Preliminary Research Findings from the ACTIVE Study

The following research summaries were presented at the 2020 American Professional Association for ADHD and Related Disorders (APSARD) conference in Washington, DC.

Brain Electrophysiology Subtypes of ADHD: Children with ADHD show one of three patterns of brain activity during tasks that require attention. Some children’s brains seem to have difficulty processing surprising stimuli; others seem to have difficulty holding onto information while they are doing a task; still others seem to have reduced levels of neural excitation that makes it hard to increase attention resources when faced with a more difficult task.

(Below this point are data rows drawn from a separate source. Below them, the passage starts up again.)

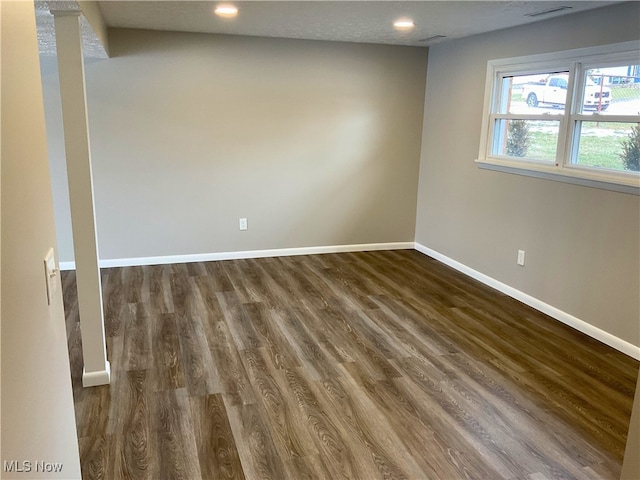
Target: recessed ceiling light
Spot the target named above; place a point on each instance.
(404, 24)
(226, 11)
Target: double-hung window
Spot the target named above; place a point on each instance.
(570, 116)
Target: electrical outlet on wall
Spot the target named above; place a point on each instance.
(50, 272)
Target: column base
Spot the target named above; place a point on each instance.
(100, 377)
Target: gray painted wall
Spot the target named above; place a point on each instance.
(582, 244)
(316, 143)
(38, 420)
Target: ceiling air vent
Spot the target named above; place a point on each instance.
(549, 11)
(433, 38)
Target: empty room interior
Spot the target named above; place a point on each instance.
(320, 239)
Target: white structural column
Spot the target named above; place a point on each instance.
(76, 140)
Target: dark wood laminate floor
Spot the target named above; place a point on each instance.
(361, 365)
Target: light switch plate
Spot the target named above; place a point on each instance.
(50, 272)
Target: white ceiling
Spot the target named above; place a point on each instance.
(350, 21)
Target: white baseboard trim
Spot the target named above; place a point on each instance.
(100, 377)
(209, 257)
(566, 318)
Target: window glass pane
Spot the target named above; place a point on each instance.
(612, 90)
(615, 146)
(530, 139)
(534, 94)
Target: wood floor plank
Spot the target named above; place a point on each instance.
(362, 365)
(285, 419)
(256, 449)
(217, 451)
(176, 447)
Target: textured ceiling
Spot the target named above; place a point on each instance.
(46, 29)
(351, 21)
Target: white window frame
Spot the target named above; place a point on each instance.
(576, 62)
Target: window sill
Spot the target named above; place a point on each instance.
(573, 176)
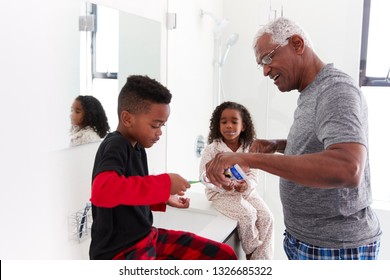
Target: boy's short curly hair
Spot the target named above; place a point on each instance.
(139, 93)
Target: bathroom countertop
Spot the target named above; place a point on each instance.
(200, 218)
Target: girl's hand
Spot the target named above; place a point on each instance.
(241, 186)
(178, 201)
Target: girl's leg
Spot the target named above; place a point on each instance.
(235, 207)
(180, 245)
(265, 226)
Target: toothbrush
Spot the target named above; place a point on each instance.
(193, 182)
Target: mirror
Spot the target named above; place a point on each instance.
(113, 45)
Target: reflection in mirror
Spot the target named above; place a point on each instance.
(114, 45)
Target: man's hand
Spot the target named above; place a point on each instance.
(178, 201)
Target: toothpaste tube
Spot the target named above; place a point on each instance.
(235, 173)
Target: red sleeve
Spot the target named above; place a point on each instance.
(110, 190)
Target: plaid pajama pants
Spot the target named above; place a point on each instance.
(298, 250)
(162, 244)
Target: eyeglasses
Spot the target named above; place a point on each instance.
(267, 59)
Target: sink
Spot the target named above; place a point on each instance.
(200, 218)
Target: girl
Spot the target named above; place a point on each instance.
(88, 119)
(232, 130)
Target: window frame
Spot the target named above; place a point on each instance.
(96, 74)
(365, 80)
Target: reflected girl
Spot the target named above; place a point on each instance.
(88, 120)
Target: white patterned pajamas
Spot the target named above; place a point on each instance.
(254, 218)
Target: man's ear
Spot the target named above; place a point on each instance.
(127, 118)
(298, 44)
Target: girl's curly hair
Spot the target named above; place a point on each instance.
(246, 137)
(94, 115)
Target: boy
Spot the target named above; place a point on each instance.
(123, 194)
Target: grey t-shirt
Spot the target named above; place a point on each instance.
(330, 110)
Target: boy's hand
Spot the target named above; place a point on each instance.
(178, 201)
(178, 184)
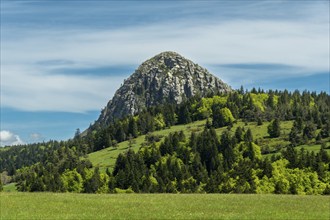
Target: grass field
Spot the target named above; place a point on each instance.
(162, 206)
(106, 158)
(10, 187)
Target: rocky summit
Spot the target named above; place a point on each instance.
(166, 78)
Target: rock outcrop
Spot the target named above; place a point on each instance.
(166, 78)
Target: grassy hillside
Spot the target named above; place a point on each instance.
(162, 206)
(106, 158)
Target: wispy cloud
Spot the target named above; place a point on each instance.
(8, 138)
(50, 67)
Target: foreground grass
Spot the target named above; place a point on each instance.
(162, 206)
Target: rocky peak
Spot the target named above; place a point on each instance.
(167, 77)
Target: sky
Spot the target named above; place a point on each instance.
(62, 61)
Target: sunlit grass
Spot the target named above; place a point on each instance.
(162, 206)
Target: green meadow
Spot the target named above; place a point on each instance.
(106, 158)
(162, 206)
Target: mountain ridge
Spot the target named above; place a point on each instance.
(166, 77)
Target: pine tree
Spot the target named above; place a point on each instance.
(274, 129)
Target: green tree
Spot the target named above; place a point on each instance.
(221, 117)
(274, 129)
(72, 181)
(1, 186)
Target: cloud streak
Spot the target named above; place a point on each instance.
(8, 138)
(45, 69)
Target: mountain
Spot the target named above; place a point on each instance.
(166, 78)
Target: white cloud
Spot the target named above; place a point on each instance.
(35, 137)
(27, 85)
(8, 138)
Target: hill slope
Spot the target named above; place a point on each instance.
(166, 78)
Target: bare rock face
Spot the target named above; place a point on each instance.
(166, 78)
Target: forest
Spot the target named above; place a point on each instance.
(201, 162)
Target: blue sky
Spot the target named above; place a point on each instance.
(61, 61)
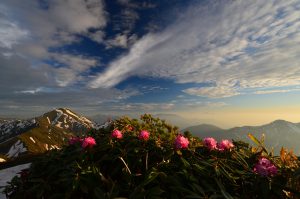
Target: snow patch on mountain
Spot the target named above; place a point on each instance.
(16, 149)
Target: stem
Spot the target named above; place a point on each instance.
(147, 161)
(125, 165)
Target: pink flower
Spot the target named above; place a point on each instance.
(117, 134)
(210, 143)
(88, 142)
(181, 142)
(144, 135)
(265, 167)
(74, 140)
(225, 145)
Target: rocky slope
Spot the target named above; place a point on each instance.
(43, 133)
(277, 134)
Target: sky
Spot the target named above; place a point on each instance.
(225, 62)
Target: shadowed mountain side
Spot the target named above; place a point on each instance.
(277, 134)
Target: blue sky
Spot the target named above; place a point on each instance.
(217, 61)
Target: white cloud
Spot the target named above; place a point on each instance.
(277, 91)
(121, 40)
(140, 107)
(232, 44)
(212, 92)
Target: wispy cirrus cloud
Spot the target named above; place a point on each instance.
(233, 45)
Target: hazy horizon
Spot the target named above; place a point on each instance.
(227, 63)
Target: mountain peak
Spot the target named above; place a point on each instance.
(67, 119)
(280, 122)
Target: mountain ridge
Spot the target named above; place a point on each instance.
(40, 134)
(277, 133)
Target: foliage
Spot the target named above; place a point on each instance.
(129, 167)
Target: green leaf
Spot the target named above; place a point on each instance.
(223, 191)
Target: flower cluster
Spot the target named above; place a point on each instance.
(87, 142)
(212, 144)
(265, 167)
(144, 135)
(75, 140)
(181, 142)
(116, 134)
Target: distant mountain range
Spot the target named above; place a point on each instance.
(52, 129)
(43, 133)
(277, 134)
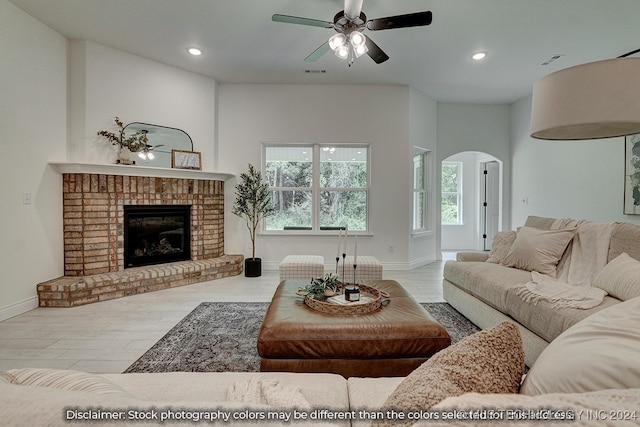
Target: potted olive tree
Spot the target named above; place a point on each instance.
(253, 203)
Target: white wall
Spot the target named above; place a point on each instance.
(33, 84)
(577, 179)
(482, 128)
(106, 83)
(423, 133)
(378, 115)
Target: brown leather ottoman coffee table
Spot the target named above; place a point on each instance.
(391, 341)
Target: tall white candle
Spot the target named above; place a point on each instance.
(346, 238)
(355, 252)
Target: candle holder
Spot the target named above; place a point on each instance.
(355, 282)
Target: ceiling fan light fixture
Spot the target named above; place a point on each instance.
(343, 52)
(358, 51)
(357, 39)
(337, 41)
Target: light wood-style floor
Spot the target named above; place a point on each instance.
(109, 336)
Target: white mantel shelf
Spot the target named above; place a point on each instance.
(133, 170)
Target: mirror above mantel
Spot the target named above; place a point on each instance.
(163, 139)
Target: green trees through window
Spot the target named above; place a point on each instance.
(317, 186)
(451, 192)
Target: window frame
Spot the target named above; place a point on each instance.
(458, 193)
(316, 189)
(425, 191)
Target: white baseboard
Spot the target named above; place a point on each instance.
(17, 308)
(391, 266)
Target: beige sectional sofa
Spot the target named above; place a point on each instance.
(587, 375)
(489, 292)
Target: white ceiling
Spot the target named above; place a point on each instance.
(242, 45)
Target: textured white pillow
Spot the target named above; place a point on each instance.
(597, 353)
(489, 361)
(538, 250)
(65, 380)
(502, 242)
(620, 277)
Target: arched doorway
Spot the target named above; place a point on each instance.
(471, 201)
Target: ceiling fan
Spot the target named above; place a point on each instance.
(349, 43)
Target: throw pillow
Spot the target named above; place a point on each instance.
(599, 352)
(489, 361)
(538, 250)
(620, 277)
(502, 242)
(64, 380)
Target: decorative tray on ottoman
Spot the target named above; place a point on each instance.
(370, 300)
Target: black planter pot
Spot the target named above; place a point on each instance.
(252, 267)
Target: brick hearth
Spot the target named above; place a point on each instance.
(93, 213)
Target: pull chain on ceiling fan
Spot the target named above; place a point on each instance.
(350, 43)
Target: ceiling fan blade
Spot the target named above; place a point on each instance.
(417, 19)
(317, 54)
(375, 52)
(301, 21)
(352, 8)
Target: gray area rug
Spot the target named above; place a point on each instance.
(222, 337)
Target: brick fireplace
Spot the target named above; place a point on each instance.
(94, 200)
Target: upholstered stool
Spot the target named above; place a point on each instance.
(389, 342)
(301, 267)
(369, 268)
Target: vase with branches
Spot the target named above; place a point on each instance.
(253, 204)
(134, 143)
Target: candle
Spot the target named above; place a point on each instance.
(355, 252)
(346, 237)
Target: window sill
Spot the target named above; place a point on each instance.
(422, 234)
(307, 233)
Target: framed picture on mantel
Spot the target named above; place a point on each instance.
(181, 159)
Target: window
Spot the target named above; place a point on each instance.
(420, 190)
(451, 193)
(317, 187)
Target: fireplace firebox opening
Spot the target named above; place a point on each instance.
(156, 234)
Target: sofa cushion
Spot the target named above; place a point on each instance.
(624, 238)
(544, 320)
(540, 222)
(65, 380)
(502, 242)
(538, 250)
(319, 389)
(486, 281)
(600, 352)
(620, 277)
(489, 361)
(22, 405)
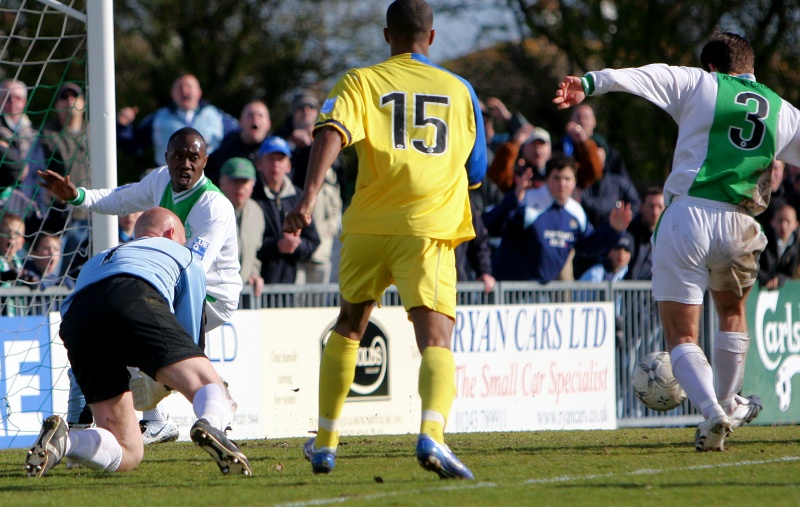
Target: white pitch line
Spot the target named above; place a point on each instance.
(549, 480)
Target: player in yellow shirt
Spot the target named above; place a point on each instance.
(418, 132)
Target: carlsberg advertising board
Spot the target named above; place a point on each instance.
(773, 361)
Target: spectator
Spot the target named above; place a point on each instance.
(41, 268)
(18, 132)
(187, 109)
(281, 251)
(642, 228)
(780, 259)
(408, 184)
(126, 226)
(584, 116)
(610, 192)
(151, 293)
(237, 179)
(327, 218)
(13, 200)
(587, 153)
(615, 266)
(539, 227)
(297, 130)
(474, 257)
(488, 194)
(612, 269)
(254, 125)
(779, 193)
(12, 245)
(16, 128)
(65, 144)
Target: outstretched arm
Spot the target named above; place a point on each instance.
(570, 92)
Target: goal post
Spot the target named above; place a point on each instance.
(49, 46)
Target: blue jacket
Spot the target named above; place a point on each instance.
(171, 268)
(538, 234)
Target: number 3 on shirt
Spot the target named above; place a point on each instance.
(755, 119)
(397, 100)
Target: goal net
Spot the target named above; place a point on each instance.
(43, 126)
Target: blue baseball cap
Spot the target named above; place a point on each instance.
(274, 144)
(625, 241)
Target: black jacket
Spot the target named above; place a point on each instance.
(277, 267)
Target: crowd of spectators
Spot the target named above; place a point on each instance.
(550, 208)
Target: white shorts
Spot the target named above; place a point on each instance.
(702, 244)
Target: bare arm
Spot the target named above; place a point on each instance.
(59, 186)
(324, 150)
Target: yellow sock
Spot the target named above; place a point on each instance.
(437, 388)
(336, 373)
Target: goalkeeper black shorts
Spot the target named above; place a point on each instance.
(118, 322)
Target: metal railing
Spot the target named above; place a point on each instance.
(637, 325)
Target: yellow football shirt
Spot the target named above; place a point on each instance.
(418, 133)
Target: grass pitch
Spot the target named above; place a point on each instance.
(761, 466)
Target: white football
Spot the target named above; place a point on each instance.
(654, 383)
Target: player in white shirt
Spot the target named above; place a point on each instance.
(210, 224)
(729, 129)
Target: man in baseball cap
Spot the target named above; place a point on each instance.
(274, 144)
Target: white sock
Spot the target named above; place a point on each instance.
(213, 404)
(730, 352)
(694, 374)
(95, 448)
(155, 415)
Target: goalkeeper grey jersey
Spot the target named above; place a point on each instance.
(729, 129)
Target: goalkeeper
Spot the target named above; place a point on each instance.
(210, 223)
(151, 291)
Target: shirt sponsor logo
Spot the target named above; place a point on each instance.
(200, 247)
(372, 364)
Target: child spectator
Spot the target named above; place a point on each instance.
(779, 261)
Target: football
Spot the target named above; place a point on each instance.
(654, 383)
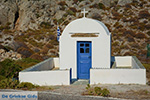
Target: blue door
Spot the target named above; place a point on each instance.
(83, 59)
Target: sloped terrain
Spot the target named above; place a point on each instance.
(29, 26)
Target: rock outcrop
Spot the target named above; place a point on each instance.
(34, 23)
(9, 55)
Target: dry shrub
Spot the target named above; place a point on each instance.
(128, 54)
(25, 52)
(148, 33)
(129, 33)
(97, 16)
(73, 9)
(144, 14)
(140, 35)
(124, 19)
(36, 56)
(131, 39)
(62, 3)
(50, 46)
(147, 27)
(116, 15)
(44, 50)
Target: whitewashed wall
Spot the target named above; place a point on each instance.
(118, 76)
(123, 61)
(42, 78)
(101, 51)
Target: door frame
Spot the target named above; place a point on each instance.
(78, 58)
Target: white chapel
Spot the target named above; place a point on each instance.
(85, 54)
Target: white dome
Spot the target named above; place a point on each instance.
(85, 25)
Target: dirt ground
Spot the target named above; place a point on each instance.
(138, 92)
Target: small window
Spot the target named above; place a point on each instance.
(87, 50)
(81, 50)
(81, 45)
(87, 45)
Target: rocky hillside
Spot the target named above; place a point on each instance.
(29, 26)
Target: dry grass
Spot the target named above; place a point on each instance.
(84, 35)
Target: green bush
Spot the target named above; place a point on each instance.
(9, 69)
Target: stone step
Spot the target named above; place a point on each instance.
(79, 82)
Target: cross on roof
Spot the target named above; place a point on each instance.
(84, 12)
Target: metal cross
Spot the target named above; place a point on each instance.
(84, 12)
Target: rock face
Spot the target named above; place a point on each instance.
(9, 55)
(8, 9)
(34, 23)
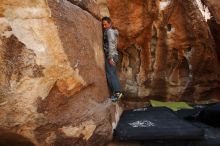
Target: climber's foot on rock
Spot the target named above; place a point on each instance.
(3, 102)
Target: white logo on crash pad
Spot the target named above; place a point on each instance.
(143, 124)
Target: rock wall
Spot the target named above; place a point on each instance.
(214, 22)
(53, 88)
(167, 50)
(52, 74)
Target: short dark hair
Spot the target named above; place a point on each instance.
(108, 19)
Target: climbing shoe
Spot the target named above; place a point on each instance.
(114, 98)
(118, 95)
(3, 102)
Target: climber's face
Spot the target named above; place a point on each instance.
(105, 24)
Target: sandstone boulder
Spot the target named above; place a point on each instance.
(52, 74)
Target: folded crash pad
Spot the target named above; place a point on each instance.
(211, 138)
(172, 105)
(154, 123)
(210, 115)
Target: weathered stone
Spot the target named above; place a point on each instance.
(167, 50)
(52, 74)
(97, 8)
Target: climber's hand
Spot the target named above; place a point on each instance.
(112, 62)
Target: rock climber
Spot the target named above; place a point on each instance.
(110, 38)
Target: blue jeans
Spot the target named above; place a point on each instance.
(111, 75)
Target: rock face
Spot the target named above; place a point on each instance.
(52, 74)
(167, 50)
(53, 88)
(214, 22)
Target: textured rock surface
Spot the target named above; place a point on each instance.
(52, 68)
(52, 74)
(167, 50)
(214, 23)
(97, 8)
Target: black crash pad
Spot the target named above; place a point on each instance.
(211, 138)
(154, 124)
(210, 115)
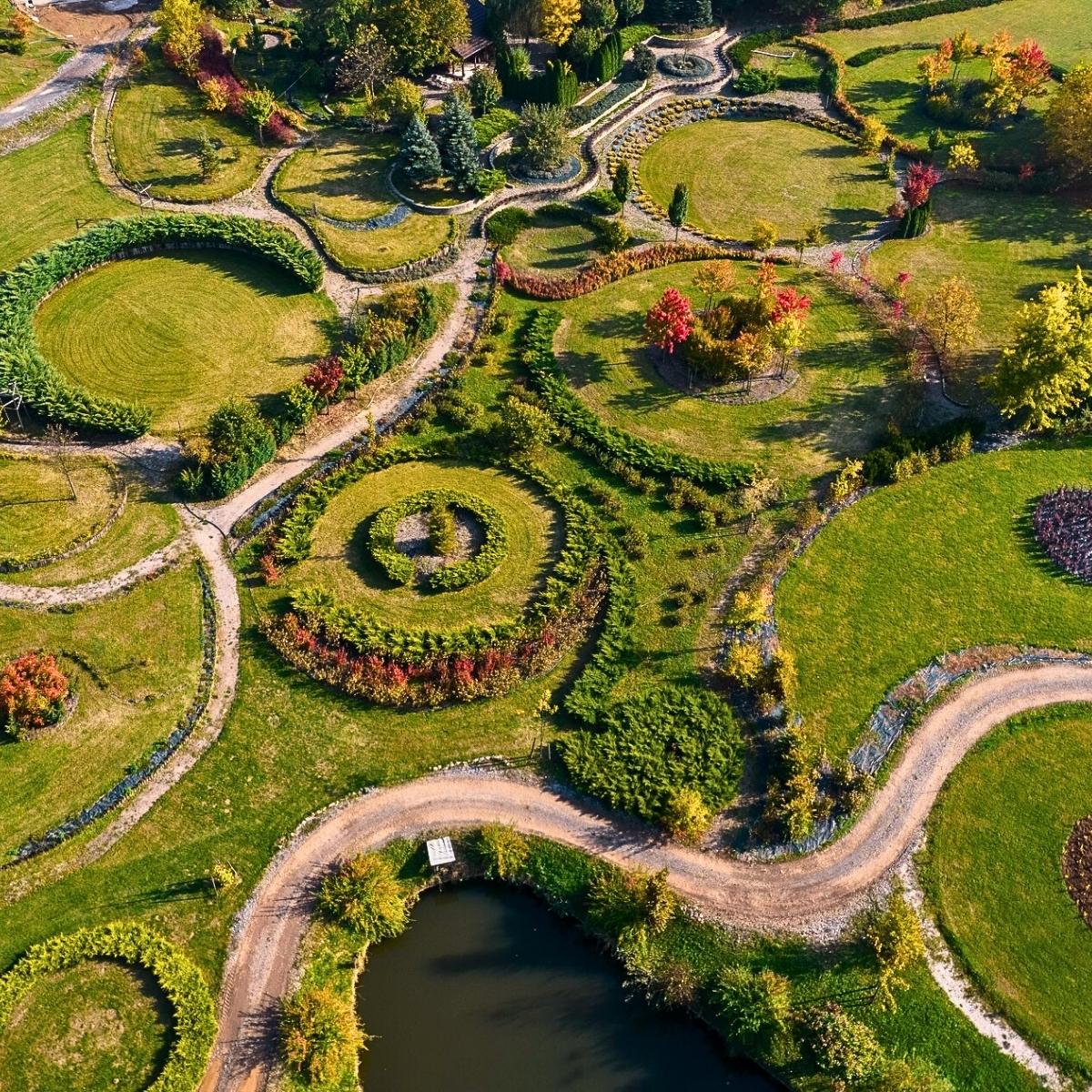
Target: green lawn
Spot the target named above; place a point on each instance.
(791, 174)
(44, 55)
(888, 86)
(94, 1026)
(134, 662)
(937, 563)
(38, 512)
(183, 333)
(156, 128)
(147, 524)
(46, 188)
(418, 236)
(845, 392)
(341, 561)
(994, 872)
(339, 174)
(1007, 246)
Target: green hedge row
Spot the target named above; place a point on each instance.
(44, 389)
(603, 442)
(448, 578)
(195, 1015)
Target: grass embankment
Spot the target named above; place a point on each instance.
(845, 392)
(147, 524)
(940, 562)
(889, 86)
(994, 873)
(341, 561)
(183, 333)
(1006, 246)
(97, 1026)
(742, 170)
(156, 130)
(46, 188)
(134, 662)
(43, 511)
(43, 57)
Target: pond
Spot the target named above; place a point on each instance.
(489, 992)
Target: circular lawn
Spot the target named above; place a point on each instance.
(994, 869)
(342, 562)
(183, 333)
(790, 174)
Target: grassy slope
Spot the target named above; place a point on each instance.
(888, 86)
(940, 562)
(147, 524)
(995, 876)
(97, 1026)
(1007, 246)
(786, 173)
(342, 561)
(844, 393)
(156, 126)
(37, 511)
(207, 326)
(342, 174)
(146, 648)
(44, 55)
(46, 188)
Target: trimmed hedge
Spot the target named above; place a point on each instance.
(449, 578)
(195, 1015)
(45, 390)
(600, 440)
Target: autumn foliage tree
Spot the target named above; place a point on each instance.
(670, 321)
(32, 693)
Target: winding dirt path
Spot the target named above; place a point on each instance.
(813, 895)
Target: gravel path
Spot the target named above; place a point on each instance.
(814, 895)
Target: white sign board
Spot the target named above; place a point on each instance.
(440, 851)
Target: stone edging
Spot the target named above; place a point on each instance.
(41, 561)
(118, 793)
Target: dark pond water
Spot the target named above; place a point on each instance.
(490, 992)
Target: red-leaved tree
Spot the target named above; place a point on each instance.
(32, 693)
(670, 321)
(920, 183)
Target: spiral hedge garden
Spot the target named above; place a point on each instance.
(399, 568)
(48, 393)
(195, 1016)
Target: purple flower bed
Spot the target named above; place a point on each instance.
(1063, 523)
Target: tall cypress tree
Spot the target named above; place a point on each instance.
(419, 157)
(459, 148)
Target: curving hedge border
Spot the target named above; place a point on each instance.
(79, 545)
(449, 578)
(23, 289)
(195, 1015)
(602, 441)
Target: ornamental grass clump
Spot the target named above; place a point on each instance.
(33, 691)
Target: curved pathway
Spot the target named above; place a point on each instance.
(812, 895)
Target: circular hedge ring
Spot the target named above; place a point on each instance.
(399, 567)
(195, 1016)
(1063, 524)
(685, 66)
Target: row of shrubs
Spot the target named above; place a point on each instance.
(605, 443)
(238, 440)
(449, 578)
(194, 1024)
(44, 389)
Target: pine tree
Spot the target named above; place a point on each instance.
(419, 157)
(459, 148)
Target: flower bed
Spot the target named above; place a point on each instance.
(1063, 523)
(194, 1015)
(399, 568)
(48, 393)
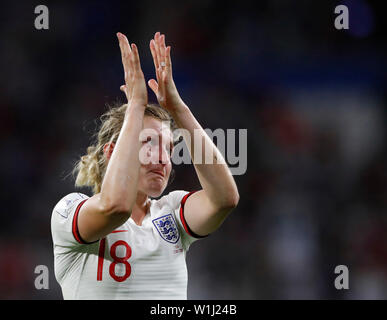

Co-occuring Psychiatric Symptoms in ADHD: Certain personality traits appear to increase the likelihood that a child with ADHD will have co-existing psychiatric symptoms. For example, children with ADHD who have more negative affect, less self-control, and are more outgoing are more likely to have co-existing oppositional behaviors. Children with ADHD who have negative affect, but typical levels of self-control and extroversion, are more likely to have co-existing anxious symptoms.

Brain Signature for Anxiety Symptoms Differs in ADHD: Based on a measure of neural excitation (EEG) that occurs after a child makes an error during a task, anxiety symptoms do not increase a child with ADHD’s subconscious awareness of their own mistakes. This is in contrast to kids without ADHD, who tend to show more subconscious attention to their own mistakes if they are anxious.